Who knew a T.rex could be so popular?
When Christie’s announced the auction of Stan, one of the most intact Tyrannosaurus rex skeletons ever unearthed, no one expected it to be a cheap acquisition. Original estimates suggested the piece could fetch as much as $8 million—no small sum. But on Tuesday night, Stan quadrupled those estimates to hammer down for a whopping $31.85 million. The sum was driven, in part, by the skeleton’s good condition, and it makes Stan the most expensive dinosaur fossil ever sold. The lucky, anonymous new owner made the winning bid via telephone during a heated sale that saw collectors clamoring to make it theirs.

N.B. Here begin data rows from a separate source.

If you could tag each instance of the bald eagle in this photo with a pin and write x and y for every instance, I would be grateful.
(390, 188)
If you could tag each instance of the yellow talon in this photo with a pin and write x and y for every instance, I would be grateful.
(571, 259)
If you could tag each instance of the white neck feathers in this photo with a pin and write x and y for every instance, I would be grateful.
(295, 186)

Towering above humans at 13 feet high and 40 feet long from head to tail, the specimen is one of only about 50 more or less complete T-rex skeletons ever found. Most comparable examples are housed in museums and other public institutions, making this opportunity all the juicier for those looking to own, quite literally, a piece of pre-history.
Originally found by amateur paleontologist Stan Sacrison (this skeleton’s namesake) in 1987, it was initially misidentified as a more common triceratops skeleton before being correctly labeled in 1992. After more than 30,000 hours of painstaking, careful excavation, it was freed from the ground. It spent most of its recent life on display at the Black Hills Institute in South Dakota where it was studied by scientists for two decades. With 188 bones, including a remarkably intact skull, the skeleton is considered special even among its rarefied peers for how complete the set is. Researchers estimate that, when alive, Stan would have weighed between seven to eight tons and his bones demonstrate signs of a difficult existence, like the fused cervical vertebrae that indicates a broken neck.
“I’ll never forget the moment I came face to face with him for the first time, after his remount in Colorado––he looked even larger and more ferocious than I’d imagined, a specimen that only further establishes the T.rex’s position as the King of Dinosaurs,” said James Hyslop, Christie’s head of Scientific Instruments, Globes and Natural History, in a statement leading up to the sale.